In October of last year, Donna Leon, co-owner of Phillips Hardware, and architect Chuck Sullivan presented selectmen and the Martha’s Vineyard Commission (MVC) with their plans to demolish the existing 8,500-square-foot building and replace it with a three-story, 18,000-square-foot mixed-use building, with four two-bedroom and four one-bedroom year round apartments on the third floor. Two of the apartments would be designated for Phillips employee housing.

At the same time, Adam Cummings, co-owner of the Lampost, presented both boards with plans for the top three floors of that former hotel to be converted, or more accurately, reverted, into housing. The third floor of the five-story building would become employee housing, and the top two floors year-round rental apartments.

Both projects were unanimously and enthusiastically approved by the MVC last November, stating they were located at “ideal locations for smart growth.”

However, the projects were stymied by current zoning bylaw, which only allows “a maximum of three apartments for the first 5,000 square feet of lot area,” limiting both projects to three apartments of dormitory-style housing.

It’s not clear when the bylaw was originally approved by voters. Former planning board clerical assistant MacGregor Anderson located “clerk’s copies” of zoning bylaws in the town hall vault from 1985 and 1988, but with question marks written next to the dates. The most recent Oak Bluffs Master Plan, completed in 1998, states, “There appears to have been adequate vacancy in year-round housing, at moderate prices, so that most needs should have been met.”

“If this passes, it will allow us to have more units with the same amount of bedrooms. It’ll be a much better project,” Lampost co-owner Adam Cummings told The Times. “The housing shortage gets more critical every year. We’d really like to get moving on this.”

“We’re trying to do the right thing, and everybody seems to think it’s a great idea,” Phillips co-owner Donna Leon said. “The main thing is to have workforce housing. It affects all of us. We recently lost a long-time employee because she couldn’t find year-round housing.”

“This bylaw gives the planning board the ability to look at individual circumstances and approve waivers to create more top-of-the-shop housing, which it has absolutely no capability to do now,” planning board chairman Ewell Hopkins told The Times. “What we ultimately have to do as a community is to engage in the master plan and define what we want for our downtown, and make sure our bylaws are written to reflect those priorities. As the chairman, I encourage development where development is, instead of cutting down more forest to build more houses. We want to encourage reuse of existing structures. This is a good opportunity for smart growth and planning by taking advantage of what already exists.”

 

Cannabis control

Townsfolk will also vote on a Marijuana Establishment Overlay District, to demarcate where non-medical-use cannabis can be sold. The proposed locations on the outskirts of town are the same three locations approved by voters at special town meeting in November 2013 as possible medical marijuana dispensaries — a small parcel off Holmes Hole Road that abuts the Tisbury industrial area, several parcels near the Goodale Construction sandpit on Edgartown–Vineyard Haven Road, and the health care district where Martha’s Vineyard Hospital is located.

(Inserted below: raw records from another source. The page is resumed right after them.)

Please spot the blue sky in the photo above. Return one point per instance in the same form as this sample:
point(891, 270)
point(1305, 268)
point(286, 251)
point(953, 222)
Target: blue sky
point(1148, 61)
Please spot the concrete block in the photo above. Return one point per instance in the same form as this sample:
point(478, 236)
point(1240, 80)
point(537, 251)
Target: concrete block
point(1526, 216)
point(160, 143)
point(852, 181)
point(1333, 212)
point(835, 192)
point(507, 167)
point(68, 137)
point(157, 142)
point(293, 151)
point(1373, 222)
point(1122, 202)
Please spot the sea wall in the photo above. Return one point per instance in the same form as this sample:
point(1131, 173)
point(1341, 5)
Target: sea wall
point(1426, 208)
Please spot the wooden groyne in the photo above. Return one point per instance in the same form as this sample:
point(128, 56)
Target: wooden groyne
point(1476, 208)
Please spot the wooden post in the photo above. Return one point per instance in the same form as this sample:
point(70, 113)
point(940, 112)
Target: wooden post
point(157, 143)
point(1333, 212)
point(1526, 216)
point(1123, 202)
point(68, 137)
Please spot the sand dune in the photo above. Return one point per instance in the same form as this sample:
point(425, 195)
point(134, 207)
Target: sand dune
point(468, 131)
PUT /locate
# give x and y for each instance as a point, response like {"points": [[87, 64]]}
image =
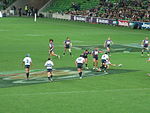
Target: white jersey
{"points": [[80, 60], [27, 61], [49, 64], [105, 57]]}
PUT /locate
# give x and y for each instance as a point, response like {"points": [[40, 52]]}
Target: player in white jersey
{"points": [[107, 44], [95, 54], [104, 58], [148, 61], [27, 61], [49, 65], [51, 49], [67, 46], [79, 63], [145, 46]]}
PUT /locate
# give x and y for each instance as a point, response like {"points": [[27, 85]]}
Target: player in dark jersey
{"points": [[145, 46], [67, 46], [85, 56], [51, 48], [107, 44], [95, 53]]}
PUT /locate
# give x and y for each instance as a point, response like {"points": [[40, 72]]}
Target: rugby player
{"points": [[95, 53], [104, 59], [79, 63], [148, 59], [85, 56], [67, 46], [107, 44], [49, 64], [27, 61], [145, 46], [51, 49]]}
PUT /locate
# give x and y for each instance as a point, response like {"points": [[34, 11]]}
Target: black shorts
{"points": [[51, 50], [49, 70], [67, 46], [145, 46], [85, 57], [80, 65], [103, 61], [27, 66], [95, 57], [108, 46]]}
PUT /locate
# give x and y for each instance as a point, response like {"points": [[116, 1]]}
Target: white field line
{"points": [[80, 92]]}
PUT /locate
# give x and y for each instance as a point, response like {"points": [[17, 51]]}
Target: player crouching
{"points": [[79, 63], [49, 64]]}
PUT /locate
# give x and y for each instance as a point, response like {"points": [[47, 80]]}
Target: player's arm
{"points": [[142, 43], [105, 44], [76, 63], [112, 42], [23, 63], [52, 64], [100, 51]]}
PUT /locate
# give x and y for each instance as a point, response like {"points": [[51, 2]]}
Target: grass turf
{"points": [[113, 93]]}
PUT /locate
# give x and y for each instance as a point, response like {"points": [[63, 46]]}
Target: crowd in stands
{"points": [[27, 11], [128, 10]]}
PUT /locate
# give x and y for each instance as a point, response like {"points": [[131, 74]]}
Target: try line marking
{"points": [[76, 92]]}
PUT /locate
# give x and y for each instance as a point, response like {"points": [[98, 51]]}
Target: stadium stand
{"points": [[134, 10]]}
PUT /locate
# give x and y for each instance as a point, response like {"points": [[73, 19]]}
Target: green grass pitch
{"points": [[125, 89]]}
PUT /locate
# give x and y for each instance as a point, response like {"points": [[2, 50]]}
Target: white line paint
{"points": [[78, 92]]}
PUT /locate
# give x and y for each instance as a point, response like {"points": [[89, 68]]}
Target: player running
{"points": [[67, 46], [51, 49], [49, 64], [27, 61], [107, 44], [85, 56], [104, 60], [79, 63], [145, 46], [95, 53]]}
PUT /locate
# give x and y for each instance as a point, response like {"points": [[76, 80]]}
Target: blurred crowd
{"points": [[125, 10]]}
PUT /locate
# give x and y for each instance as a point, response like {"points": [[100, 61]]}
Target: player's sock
{"points": [[85, 65], [49, 78], [80, 74], [27, 75]]}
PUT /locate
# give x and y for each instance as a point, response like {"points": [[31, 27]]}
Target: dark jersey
{"points": [[85, 54], [67, 43]]}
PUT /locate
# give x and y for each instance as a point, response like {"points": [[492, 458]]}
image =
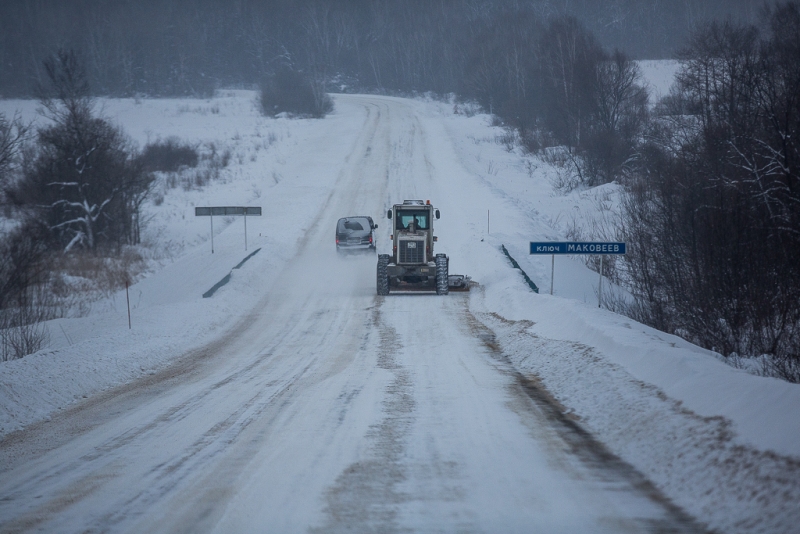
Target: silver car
{"points": [[355, 233]]}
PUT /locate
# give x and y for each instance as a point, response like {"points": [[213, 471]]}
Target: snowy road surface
{"points": [[326, 408]]}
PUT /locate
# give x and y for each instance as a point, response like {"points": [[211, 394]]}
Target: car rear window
{"points": [[353, 225]]}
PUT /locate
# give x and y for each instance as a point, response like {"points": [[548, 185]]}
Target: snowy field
{"points": [[718, 443]]}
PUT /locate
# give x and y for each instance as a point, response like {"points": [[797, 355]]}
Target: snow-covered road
{"points": [[325, 408]]}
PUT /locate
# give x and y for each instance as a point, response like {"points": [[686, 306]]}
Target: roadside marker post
{"points": [[562, 248], [210, 211]]}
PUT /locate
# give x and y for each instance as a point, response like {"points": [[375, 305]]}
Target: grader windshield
{"points": [[419, 217]]}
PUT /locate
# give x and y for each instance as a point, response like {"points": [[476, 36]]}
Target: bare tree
{"points": [[82, 176]]}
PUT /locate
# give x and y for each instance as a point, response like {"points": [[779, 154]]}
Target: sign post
{"points": [[226, 210], [578, 247]]}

The state has not completed drafting regulations on sale of non-medical marijuana. Public hearings about possible locations of non-medical marijuana establishments will begin after those regulations become law.

 

Cock-a-doodle-don’t

Longstanding conflicts about rogue roosters in residential areas have led to Article 8 — proposed amendments to Animal Control Bylaws. A “yes” vote would add language classifying chickens and other fowl as domestic animals, and states, “The keeping of any Domestic Animal which emits frequent or long continued noise sufficient to disturb the reasonable comfort or repose of any person shall be deemed a public nuisance.” The article also proposes raising the third-offense fine for public nuisance from $35 to $100, and the fourth and subsequent offenses from $50 to $150.